It began back in 1984, when Sam Ridgway of the National Marine Mammal Foundation kept hearing people talking in the area of the white whale and dolphin enclosure. It sounded like two people in conversation, but whenever he checked the area, no one was around.
It happened to others as well, and workers at the Foundation's facility began thinking maybe the place was haunted. Or maybe there was some unusual acoustical conduit that was picking up sound from another area of the park and amplifying it near the enclosure. It always sounded distant, just below the ability to pick up precisely what was being said. The source of the muffled conversations remained a mystery.
Some time later Ridgway and colleagues were in the enclosure area when a diver surfaced from the tank to ask an odd question... "Who told me to get out?" A white whale named NOC seemed intent upon taking the blame. Sure, there have been sailor's tales since time immemorial of whales who could talk, but not many people were inclined to believe them. This time, they did.
The workers recorded NOC's sounds, which did reveal a rhythm similar to human speech and in frequencies several octaves below typical whale-to-whale communications. Given that whales normally produce sounds in an entirely different way than humans do, researchers went to work finding out just how NOC had managed to learn how to vocalize in another way...

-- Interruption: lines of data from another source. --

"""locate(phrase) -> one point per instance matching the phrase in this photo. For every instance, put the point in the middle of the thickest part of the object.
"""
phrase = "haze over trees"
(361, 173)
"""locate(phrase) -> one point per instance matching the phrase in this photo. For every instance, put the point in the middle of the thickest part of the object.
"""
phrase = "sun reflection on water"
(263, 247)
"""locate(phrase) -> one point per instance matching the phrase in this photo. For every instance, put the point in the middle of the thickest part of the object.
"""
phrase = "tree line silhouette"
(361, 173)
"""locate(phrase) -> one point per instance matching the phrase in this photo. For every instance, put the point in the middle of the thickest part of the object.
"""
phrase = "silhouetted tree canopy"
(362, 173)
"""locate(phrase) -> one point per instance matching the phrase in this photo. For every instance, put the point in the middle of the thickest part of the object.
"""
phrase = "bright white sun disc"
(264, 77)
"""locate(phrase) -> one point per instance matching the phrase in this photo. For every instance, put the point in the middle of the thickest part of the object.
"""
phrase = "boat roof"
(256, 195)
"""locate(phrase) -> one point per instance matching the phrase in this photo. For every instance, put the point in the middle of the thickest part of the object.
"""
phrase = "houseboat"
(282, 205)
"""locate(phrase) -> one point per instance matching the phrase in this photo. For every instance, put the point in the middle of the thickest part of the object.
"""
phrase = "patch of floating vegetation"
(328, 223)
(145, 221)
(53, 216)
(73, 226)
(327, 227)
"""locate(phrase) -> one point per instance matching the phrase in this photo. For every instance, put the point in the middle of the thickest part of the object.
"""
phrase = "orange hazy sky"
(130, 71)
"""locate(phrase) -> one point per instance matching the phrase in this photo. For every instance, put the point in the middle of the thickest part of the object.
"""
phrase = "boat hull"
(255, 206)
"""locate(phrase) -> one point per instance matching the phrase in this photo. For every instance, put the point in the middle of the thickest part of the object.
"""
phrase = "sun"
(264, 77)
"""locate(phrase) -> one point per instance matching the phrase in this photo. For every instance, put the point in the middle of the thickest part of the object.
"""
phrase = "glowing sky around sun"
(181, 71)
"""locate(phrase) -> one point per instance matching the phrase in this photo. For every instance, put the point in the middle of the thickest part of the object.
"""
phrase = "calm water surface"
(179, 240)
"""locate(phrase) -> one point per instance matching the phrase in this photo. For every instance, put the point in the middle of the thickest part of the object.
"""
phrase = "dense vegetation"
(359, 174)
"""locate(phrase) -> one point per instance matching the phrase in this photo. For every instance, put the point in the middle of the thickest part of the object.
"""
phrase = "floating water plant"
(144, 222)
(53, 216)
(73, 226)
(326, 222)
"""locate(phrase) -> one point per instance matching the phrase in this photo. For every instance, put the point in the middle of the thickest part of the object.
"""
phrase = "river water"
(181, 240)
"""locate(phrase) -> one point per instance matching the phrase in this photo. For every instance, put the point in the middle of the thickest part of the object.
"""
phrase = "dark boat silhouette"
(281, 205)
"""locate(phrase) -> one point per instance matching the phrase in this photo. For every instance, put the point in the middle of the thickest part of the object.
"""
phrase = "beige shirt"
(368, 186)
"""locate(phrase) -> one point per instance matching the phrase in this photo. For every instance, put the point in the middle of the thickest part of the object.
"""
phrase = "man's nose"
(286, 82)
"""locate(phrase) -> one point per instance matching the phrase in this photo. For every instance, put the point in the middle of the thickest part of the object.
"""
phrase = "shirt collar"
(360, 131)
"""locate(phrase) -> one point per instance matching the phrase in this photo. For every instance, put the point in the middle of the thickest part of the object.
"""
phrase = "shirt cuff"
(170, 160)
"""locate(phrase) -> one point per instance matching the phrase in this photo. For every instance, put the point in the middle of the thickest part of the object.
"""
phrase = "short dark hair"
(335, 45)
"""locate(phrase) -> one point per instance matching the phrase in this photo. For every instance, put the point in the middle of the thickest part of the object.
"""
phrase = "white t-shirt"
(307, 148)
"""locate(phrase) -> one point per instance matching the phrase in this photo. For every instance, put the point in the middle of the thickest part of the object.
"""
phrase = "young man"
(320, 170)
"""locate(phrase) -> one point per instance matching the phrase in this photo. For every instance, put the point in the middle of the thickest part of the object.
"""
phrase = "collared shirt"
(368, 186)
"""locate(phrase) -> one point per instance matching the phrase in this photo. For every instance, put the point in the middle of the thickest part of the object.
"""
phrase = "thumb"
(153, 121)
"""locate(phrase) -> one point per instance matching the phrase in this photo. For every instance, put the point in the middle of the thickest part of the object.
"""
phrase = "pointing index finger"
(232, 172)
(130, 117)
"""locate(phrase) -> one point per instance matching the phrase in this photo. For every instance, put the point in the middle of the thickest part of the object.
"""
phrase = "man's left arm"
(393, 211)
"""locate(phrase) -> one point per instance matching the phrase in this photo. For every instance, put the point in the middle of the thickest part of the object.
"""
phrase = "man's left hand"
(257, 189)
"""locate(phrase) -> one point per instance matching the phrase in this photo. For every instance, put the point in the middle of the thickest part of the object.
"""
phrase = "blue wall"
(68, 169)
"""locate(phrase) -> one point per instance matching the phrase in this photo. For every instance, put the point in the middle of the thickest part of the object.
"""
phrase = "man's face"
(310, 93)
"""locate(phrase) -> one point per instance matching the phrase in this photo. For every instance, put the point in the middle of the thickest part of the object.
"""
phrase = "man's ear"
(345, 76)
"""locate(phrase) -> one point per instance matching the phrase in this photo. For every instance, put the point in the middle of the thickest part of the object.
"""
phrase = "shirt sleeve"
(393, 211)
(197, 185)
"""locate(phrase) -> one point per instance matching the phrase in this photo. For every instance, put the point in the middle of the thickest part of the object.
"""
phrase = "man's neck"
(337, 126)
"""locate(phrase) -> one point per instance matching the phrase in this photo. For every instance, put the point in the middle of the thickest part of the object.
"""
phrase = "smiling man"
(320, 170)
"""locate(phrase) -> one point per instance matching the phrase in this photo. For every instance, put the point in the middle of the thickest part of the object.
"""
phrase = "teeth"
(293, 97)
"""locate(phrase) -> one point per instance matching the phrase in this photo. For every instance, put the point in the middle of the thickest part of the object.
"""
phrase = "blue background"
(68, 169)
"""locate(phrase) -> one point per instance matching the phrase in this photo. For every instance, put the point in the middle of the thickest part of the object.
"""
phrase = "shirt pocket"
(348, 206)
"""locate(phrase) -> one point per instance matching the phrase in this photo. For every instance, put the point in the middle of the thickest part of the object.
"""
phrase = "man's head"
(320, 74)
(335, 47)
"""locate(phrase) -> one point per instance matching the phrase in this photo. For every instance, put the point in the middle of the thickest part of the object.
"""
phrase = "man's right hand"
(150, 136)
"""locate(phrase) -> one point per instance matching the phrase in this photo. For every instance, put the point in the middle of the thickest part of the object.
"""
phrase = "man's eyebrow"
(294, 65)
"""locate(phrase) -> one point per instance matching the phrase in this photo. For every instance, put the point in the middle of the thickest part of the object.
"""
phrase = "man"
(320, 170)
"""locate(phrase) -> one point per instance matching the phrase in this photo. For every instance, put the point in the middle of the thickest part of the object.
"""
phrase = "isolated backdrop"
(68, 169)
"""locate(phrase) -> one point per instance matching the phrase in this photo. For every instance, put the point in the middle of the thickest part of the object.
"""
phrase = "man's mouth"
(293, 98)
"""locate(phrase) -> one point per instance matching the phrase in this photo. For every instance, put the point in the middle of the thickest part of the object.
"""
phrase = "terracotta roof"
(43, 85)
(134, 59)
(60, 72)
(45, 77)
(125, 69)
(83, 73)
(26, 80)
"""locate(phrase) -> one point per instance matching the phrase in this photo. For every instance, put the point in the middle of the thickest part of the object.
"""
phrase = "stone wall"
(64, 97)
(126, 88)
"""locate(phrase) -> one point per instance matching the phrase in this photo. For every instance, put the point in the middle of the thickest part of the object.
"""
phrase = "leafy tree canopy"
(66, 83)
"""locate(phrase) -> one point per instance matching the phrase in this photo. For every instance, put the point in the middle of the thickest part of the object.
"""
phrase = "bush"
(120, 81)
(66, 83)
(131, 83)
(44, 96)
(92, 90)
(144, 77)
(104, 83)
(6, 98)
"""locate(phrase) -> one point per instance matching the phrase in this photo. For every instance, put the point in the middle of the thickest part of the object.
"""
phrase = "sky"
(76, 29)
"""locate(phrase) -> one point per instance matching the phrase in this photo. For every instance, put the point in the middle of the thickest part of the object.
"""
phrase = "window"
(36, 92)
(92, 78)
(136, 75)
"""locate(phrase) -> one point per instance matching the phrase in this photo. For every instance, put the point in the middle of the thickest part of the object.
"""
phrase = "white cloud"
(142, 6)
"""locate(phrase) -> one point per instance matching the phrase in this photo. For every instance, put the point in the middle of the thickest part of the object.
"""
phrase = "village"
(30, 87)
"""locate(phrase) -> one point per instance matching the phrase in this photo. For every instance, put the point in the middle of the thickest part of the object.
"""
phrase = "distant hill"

NOC's voice prints were similar to human voice and unlike the whale's usual sounds, said Ridgway. "The sounds we heard were clearly an example of vocal learning by the white whale."
After 30 years living at the National Marine Mammal Foundation, NOC died five years ago. But his voice lives on in the recordings, and now we know the answer to the perennial question of what a whale would say to a human if he could speak - "Get out."